Presumption Of Interpretation Against Drafting Of An Agreement

The Presumption of interpretation against drafting of Agreement is also known as Contra Proferentem Principle. It is a doctrine that states that how ambiguous clauses of a contract should be interpreted. The aim of interpretation of contract is to ascertain and discovered the intention of the parties with which they had entered into contract. If a word in a contract is not defined in a contract, the word should be interpreted in ordinary, literal and plain meaning. It places the cost of losses to the parties who was in the best position to avoid the harm.

It is applicable only when the interpretations are sound, reasonable and there is no contrary interpretation being adopted on the principle is prima facie evident in the contractual document. Contra Proferentem has been increased with the rise of contract. Contract of adhesion involves strict take it or leave it basis giving no opportunity to party to bargain over specific terms. The phrase "Contra Proferentem" in latin translates "against the offeror" which can be further interpreted as "guilt of the drafter". It is known for placing fault on the party who created an ambiguous clause or requested that it can be included.

Evolution:
In Bank of India & Anr vs K.MohanDas the Supreme Court held that if the terms applied by one party are unclear than the interpretation against the party is preferred. (Verba Chartarum Fortius accipiuntur contra proferentem). The Court stated that contract must be read as whole and intention of the parties must be ascertained from the language considering the object of the contract and the real intention of the parties needs to be brought out and the words of each clause should be interpreted to bring harmony with other provisions.

The bank who was responsible to formulate the scheme in the contractual scheme that the optees for voluntary retirement under that scheme will be eligible to get pension under Pension Regulations 1995 and therefore they bear the risk of clarity. In Industrial Promotion and Investment Corporation of Orissa Ltd vs New India Assurance Co Ltd 22nd August, 2016.

The Supreme Court held that contract to be contra proferentes in cases of real ambiguity. Court held that one must not use the rule to create an ambiguity, one must find the ambiguity first. When a clause by itself is ambiguous, if by looking at the whole policy its meaning is clear there is no room for the application of the doctrine.
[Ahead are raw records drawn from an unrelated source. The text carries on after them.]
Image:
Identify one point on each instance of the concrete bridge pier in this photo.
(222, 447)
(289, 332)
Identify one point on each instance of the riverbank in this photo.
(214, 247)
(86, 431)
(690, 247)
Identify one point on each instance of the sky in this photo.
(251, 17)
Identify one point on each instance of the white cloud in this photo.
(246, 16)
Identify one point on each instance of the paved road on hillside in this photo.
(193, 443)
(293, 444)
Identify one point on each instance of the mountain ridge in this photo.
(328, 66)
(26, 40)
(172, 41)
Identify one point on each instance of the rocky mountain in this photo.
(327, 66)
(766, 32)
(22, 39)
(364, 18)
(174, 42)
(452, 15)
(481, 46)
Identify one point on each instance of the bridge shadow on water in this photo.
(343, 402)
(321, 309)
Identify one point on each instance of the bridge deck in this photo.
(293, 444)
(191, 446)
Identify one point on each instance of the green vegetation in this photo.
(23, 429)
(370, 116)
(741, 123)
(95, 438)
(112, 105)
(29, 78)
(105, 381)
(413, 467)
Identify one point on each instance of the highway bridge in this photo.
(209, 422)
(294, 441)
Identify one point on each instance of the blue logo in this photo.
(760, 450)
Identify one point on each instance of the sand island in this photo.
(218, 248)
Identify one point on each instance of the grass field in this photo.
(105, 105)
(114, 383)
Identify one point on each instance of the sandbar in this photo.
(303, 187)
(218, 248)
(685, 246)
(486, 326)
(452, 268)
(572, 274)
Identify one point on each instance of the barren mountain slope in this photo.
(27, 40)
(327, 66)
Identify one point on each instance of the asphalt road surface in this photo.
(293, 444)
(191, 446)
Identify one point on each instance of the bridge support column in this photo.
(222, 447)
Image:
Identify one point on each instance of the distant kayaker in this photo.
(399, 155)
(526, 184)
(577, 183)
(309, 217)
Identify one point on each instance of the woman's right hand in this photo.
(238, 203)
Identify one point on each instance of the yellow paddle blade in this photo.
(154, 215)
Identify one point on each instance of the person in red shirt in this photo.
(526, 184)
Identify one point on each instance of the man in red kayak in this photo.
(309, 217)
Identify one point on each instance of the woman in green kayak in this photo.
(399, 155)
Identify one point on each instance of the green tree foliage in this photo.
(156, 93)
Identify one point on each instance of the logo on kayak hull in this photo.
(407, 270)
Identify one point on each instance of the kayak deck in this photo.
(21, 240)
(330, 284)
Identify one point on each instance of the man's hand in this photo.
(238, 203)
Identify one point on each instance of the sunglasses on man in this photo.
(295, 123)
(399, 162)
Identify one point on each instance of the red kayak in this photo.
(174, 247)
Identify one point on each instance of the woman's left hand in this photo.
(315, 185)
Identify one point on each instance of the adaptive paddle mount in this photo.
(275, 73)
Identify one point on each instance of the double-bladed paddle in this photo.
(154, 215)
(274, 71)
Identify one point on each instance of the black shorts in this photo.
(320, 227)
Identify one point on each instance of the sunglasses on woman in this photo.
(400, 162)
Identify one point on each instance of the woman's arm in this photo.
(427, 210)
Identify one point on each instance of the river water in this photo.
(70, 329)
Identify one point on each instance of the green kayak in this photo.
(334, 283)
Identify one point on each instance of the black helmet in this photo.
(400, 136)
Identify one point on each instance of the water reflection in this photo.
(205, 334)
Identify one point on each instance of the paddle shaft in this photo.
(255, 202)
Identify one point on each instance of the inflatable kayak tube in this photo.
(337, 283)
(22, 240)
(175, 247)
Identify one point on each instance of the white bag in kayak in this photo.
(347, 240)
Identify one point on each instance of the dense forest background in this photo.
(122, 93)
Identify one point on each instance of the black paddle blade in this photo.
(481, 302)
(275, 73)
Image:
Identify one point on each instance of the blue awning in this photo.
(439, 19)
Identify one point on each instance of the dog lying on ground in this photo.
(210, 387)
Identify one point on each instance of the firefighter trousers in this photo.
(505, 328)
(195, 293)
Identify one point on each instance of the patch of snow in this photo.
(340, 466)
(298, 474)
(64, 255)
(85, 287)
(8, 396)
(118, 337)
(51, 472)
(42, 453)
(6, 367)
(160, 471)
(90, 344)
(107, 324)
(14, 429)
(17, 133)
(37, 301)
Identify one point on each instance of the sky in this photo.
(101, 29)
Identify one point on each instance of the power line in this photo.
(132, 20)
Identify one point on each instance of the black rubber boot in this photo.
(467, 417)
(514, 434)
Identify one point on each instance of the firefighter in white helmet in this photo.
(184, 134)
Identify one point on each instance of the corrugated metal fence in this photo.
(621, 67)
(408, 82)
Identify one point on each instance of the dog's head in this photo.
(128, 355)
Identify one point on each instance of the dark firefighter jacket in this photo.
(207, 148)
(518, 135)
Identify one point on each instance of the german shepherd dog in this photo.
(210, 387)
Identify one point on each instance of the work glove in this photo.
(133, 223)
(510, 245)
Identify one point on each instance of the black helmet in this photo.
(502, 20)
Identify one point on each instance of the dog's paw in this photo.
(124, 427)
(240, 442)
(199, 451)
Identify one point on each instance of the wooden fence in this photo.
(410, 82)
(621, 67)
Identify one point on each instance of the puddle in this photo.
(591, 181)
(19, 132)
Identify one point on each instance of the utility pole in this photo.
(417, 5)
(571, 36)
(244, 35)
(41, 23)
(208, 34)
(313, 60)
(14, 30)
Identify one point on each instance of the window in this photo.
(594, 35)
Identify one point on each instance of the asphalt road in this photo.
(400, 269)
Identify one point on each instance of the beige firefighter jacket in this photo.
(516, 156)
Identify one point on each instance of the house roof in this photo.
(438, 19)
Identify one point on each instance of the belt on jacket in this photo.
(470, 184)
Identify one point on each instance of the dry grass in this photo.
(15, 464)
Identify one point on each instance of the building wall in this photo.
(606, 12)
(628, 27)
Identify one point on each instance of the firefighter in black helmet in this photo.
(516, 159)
The assured cannot put his own meaning upon a policy but when it is ambiguous it should be construed in the sense in which he might have reasonably understood.

In United Insurance Company Ltd vs Orient Treasures (P) Ltd (2016) 3 SCC 49 The Supreme Court in the said judgment held that in the absence of any ambiguity the respondent is not entitled to invoke the principle underlined in the rule of contra proferentem for interpreting the clauses of the policy. Where a policy is produced by the insurers, it is their business to see that precision and clarity are attained and if they fail to do so, the ambiguity will be resolved by adopting the construction favourable to the insured. The Contra Proferentem rule becomes operative when the words are truly ambiguous and it cannot be invoked for creating a doubt and the words are free from ambiguity in the sense that fairly and reasonably construed.

In United India Insurance Co. Ltd vs M/S. Pushpalaya Printers on 25 February, 2004 the Supreme Court held that where the words of a document are ambiguous, they shall be construed against the party who prepared the document. It is also settled position if there is any document or term is capable of possible two interpretations one beneficial to the insured to be accepted consistent for which policy is taken, namely to cover the risk on the happening of certain event. In "Oriental Insurance Co Ltd vs Sony Cheriyan" 1999 (6) SCC 451 the Supreme Court held that contract should be read as whole.

Opinion:
In furtherance of viewpoint expressed through judgments, it is opinionated that if there is absurdity or ambiguity in a contract instead of construing against the party who prepared the document, one should follow the approach of harmonious construction so that both the parties get benefit from such contract and if at all the contract is ambiguous or the specific clause is ambiguous, one should resort to alternative remedy such as bringing amendment to the agreement and if there is need to incorporate new clause to alter the previous clause, the addendum agreement can be helpful. One can also resolve their grievances or disputes through Mediation, Arbitration and Conciliation. If the disputes are not settled through alternative disputes resolution, one can approach and file suit for civil nature to get the appropriate relief.

Exceptions:
In "Export Credit Guarantee Corporation of India Ltd vs Garg Sons International" it was held that doctrine of contra proferentem would not apply to commercial contracts which are mutually and bilaterally agreed upon. In " SK Jain vs State of Haryana & Anr" held that principle of contra proferentem does not apply to commercial contracts. In "National Insurance Company Ltd vs Chief Electoral Officer" rule of contra proferentem does not apply in case of commercial contract for the reason that commercial contract is bilateral and has been mutually agreed upon.

Conclusion:
The Party should negotiate the contract and read the terms and conditions wisely to avoid unwanted litigation and avoid hassles of the Court. The Party should keep copy of the proceedings and evidence to prove the genuineness of the case. Every detail of the Contract should be discussed meticulously. A contract cannot be made if it disadvantageous to another. The doctrine of contra- proferentem gives an added responsibility to framer's checkers and to keep the check and balances.